Observers say the press of other issues means lawmakers may not again consider the bill until late June, when the 90-day extension nears an end.
The highway bill “is not expected to be brought up real fast,” said Lynn Dudley, senior vp of policy at the American Benefits Council in Washington.
“Nothing is imminent,” said Frank McArdle, a senior director at Aon Hewitt in Washington.
It also remains far from clear whether lawmakers will be able to reach agreement on the pending highway funding measure.
“There are some big challenges to the underlying bill. There will be no slam dunk on that one,” Mr. McArdle said.
But even if the highway bill stalls indefinitely, the pension interest rate provisions could be attached to other tax-related legislation that Congress would consider during its lame duck session that is likely to be held after the November elections.
The appeal of that approach is that the pension provisions, which would boost federal revenue by several billion dollars, would help to offset revenue losses from other provisions in a broader bill. That would be the case because employers' pension plan contributions are tax-deductible, so reducing pension contributions would increase employers' taxable income. The Joint Committee on Taxation estimates that the pension provisions would generate $9.25 billion in additional tax revenue through 2018.
“Anything that raises money has a decent shot” in winning congressional approval, said Geoff Manville, a principal with Mercer L.L.C. in Washington.
On the other hand, an emerging complication—in an “output” approach—could endanger chances of an agreement on the interest rate relief legislation. Under that approach that has been suggested by several House committee staffers and still is in the discussion stage, limits would be set on how much an employer's plan contributions could increase in a year.
Pension plan groups prefer that lawmakers accept the Senate version, which would change the interest rate methodology and ease employers' burden.
The Senate version “is a more straightforward way of addressing the contribution issue,” said Eric Keener, an Aon Hewitt partner in Norwalk, Conn.

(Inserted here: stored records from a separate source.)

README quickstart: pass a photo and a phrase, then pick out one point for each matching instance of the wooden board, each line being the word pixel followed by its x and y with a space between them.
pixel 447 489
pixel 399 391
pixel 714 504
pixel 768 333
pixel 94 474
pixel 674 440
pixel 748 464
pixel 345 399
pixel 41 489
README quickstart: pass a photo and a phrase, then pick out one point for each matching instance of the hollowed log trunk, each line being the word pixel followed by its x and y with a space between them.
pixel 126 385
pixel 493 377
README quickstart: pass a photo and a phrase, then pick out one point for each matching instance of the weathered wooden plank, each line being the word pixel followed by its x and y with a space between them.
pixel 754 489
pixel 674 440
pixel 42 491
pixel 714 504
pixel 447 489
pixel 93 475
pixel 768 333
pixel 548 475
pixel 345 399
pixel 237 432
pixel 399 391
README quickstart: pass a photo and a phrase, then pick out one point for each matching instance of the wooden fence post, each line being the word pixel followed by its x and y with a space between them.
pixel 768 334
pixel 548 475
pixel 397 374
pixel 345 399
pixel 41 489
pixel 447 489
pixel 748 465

Under the Senate bill, as under current law, employers would continue to value plan liabilities based on interest rates on top-rated corporate bonds for three different segments, averaged over 24 months. Segments refer to when benefits are paid to participants.
Under this methodology, interest rates that value plan liabilities are based on the maturity date of the corporate bonds. For example, interest rates on pension liabilities to be paid within the next five years would be based on corporate bonds maturing within five years.

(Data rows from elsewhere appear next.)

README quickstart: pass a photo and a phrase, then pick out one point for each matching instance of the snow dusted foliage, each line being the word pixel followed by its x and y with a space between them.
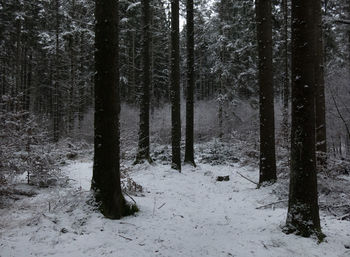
pixel 188 214
pixel 22 146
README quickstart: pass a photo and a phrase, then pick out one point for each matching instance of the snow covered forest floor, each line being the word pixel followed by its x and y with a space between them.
pixel 181 214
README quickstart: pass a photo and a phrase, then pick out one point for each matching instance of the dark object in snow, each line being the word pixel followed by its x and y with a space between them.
pixel 64 230
pixel 71 156
pixel 223 178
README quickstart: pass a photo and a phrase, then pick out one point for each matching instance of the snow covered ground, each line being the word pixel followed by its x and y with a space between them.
pixel 186 214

The actual interest rate for each segment in 2012 would have to be within 10% of the average of those segment rates for the preceding 25-year period. In succeeding years, this 10% corridor would increase and top out at 30% in 2016.
If the methodology were in force today, the interest rate used to value benefits paid over the next five years would increase roughly three percentage points, with smaller, though still significant, percentage increases for benefits paid out beyond five years, experts say.
For example, the current required interest rate of nearly 2% to value benefit payments within the next five years would rise to just more than 5% under the Senate bill.
Benefit lobbyists say they hope that congressional wrangling on which approach to use is not likely to result in the pension provisions being dropped permanently.